NPM-ALK (nucleophosmin-anaplastic lymphoma kinase) and TPM3-ALK (nonmuscular tropomyosin 3-anaplastic lymphoma kinase) are oncogenic tyrosine kinases implicated in the pathogenesis of human ALK-positive lymphoma. We report here the development of novel conditional mouse models for ALK-induced lymphomagenesis, with the use of the tetracycline regulatory system under the control of the EmuSRalpha enhancer/promoter. The expression of either oncogene resulted in the arrest of the differentiation of early B cells and lymphomagenesis. We also observed the development of skin keratoacanthoma lesions, probably because of aberrant ALK expression in keratinocytes. The inactivation of the ALK oncogene on doxycycline treatment was sufficient to induce sustained regression of both hematopoietic tumors and skin disease. Importantly, treatment with the specific ALK inhibitor (PF-2341066) also reversed the pathologic states, showing the value of these mouse models for the validation of ALK tyrosine kinase inhibitors. Thus, our results show (1) that NPM-ALK and TPM3-ALK oncogenes are sufficient for lymphoma/leukemia development and required for tumor maintenance, hence validating ALK as potentially effective therapeutic target; and (2) for the first time, in vivo, the equal tumorigenic potential of the NPM-ALK and TPM3-ALK oncogenic tyrosine kinases. Our models offer a new tool to investigate in vivo the molecular mechanisms associated with ALK-induced lymphoproliferative disorders.

Development of a conditional bioluminescent transplant model for TPM3-ALK-induced tumorigenesis as a tool to validate ALK-dependent cancer targeted therapy.
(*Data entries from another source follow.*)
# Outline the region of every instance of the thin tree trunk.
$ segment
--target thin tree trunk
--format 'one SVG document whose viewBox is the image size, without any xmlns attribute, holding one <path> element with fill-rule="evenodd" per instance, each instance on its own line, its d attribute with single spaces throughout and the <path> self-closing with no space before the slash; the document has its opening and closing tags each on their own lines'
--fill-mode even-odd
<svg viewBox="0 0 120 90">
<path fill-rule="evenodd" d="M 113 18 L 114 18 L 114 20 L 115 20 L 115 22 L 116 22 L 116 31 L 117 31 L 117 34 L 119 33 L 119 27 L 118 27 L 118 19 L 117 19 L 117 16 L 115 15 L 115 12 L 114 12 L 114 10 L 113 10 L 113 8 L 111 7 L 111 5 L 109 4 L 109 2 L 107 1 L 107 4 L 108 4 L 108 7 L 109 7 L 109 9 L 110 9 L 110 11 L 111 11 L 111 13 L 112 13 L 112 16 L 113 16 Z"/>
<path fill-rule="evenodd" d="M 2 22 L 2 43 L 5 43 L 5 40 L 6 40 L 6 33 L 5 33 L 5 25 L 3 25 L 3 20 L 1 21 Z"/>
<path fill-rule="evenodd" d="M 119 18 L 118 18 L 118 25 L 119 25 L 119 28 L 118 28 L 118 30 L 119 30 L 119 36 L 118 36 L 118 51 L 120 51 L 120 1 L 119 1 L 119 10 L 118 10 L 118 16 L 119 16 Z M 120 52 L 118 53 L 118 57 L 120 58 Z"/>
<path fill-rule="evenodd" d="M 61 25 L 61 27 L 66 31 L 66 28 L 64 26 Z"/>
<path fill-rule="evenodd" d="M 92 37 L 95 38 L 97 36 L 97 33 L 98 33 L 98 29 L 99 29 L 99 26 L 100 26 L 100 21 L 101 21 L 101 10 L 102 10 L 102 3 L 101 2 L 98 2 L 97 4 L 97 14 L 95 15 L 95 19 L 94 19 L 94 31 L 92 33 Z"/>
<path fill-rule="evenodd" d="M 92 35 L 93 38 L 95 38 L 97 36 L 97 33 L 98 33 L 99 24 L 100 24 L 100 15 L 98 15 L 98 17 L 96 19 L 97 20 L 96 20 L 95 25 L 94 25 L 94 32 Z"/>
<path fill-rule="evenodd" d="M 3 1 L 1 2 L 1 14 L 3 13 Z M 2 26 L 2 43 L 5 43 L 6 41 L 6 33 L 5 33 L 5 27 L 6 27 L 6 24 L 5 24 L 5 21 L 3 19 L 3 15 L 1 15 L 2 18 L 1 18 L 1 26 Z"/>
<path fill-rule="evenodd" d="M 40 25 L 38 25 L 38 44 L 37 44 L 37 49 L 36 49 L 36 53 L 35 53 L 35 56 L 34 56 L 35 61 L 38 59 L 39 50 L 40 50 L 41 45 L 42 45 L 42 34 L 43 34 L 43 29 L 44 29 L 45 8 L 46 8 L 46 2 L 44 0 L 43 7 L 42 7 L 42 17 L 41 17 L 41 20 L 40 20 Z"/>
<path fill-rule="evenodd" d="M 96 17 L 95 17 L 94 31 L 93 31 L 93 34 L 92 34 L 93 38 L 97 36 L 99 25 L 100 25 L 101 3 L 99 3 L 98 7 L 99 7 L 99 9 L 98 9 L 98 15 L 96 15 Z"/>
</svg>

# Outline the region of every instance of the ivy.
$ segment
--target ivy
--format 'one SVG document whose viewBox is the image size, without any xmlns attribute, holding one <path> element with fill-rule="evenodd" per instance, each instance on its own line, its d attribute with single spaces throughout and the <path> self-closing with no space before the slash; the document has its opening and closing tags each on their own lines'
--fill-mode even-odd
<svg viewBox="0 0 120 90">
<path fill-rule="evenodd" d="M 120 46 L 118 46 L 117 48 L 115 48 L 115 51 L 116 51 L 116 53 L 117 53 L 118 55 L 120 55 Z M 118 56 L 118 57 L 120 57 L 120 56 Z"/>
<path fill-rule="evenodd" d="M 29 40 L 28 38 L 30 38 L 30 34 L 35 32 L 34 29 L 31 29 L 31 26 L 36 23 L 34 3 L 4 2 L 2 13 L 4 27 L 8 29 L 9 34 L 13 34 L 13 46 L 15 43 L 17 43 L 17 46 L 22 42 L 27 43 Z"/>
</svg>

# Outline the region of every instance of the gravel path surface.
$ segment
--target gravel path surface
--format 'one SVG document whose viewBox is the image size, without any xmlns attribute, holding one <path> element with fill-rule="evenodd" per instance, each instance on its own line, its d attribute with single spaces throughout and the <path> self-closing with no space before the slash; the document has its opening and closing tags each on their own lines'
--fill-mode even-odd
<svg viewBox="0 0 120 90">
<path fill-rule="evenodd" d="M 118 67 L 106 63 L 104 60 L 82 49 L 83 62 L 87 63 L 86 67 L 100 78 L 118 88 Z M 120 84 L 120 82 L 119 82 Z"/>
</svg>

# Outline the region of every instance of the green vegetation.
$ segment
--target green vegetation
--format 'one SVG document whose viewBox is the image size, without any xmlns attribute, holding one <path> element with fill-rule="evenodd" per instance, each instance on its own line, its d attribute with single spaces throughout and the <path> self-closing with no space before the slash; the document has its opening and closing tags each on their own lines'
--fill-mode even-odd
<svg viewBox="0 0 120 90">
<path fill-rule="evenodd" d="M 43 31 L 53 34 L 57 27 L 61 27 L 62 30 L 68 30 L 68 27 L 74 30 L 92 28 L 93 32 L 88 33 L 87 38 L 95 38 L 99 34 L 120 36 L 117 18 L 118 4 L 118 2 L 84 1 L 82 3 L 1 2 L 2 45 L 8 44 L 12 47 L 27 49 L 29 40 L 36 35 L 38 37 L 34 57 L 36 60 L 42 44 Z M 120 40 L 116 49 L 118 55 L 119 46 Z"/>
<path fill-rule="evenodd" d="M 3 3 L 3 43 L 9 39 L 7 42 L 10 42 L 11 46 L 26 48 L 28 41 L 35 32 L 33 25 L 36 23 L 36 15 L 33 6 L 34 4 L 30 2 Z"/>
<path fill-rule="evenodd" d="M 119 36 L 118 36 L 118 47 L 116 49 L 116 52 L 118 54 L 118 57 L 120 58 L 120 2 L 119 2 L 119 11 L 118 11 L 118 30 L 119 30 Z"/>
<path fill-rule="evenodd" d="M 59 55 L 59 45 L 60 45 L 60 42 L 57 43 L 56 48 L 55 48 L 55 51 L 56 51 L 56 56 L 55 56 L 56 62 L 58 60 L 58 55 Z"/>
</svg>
Overexpression and activation of TPM3-ALK tyrosine kinase fusion protein is a causal oncogenic event in the development of Anaplastic Large Cell Lymphoma and Inflammatory Myofibroblastic ALK-positive tumors. Thus, the development of ALK specific tyrosine kinase inhibitors is a current therapeutic challenge. Animal models are essential to assess, in vivo, the efficiency of ALK-oncogene inhibitors and to identify new and/or additional therapeutic targets in the ALK tumorigenesis pathway. Using the tetracycline system to allow conditional and concomitant TPM3-ALK and luciferase expression, we have developed a unique transplant model for bioluminescent TPM3-ALK-induced fibroblastic tumors in athymic nude mice. The reversible TPM3-ALK expression allowed us to demonstrate that this oncogene is essential for the tumor growth and its maintenance. In addition, we showed that this model could be used to precisely assess tumor growth inhibition upon ALK chemical inactivation. As proof of principle, we used the general tyrosine kinase inhibitor herbimycin A to inhibit ALK oncoprotein activity. As expected, herbimycin A treatment reduced tumor growth as assessed both by tumor volume measurement and bioluminescent imaging. We conclude that this transplant model for TPM3-ALK-induced tumors represents a valuable tool not only to accurately and rapidly evaluate in vivo ALK-targeted therapies but also to gain insight into the mechanism of ALK-positive tumor development.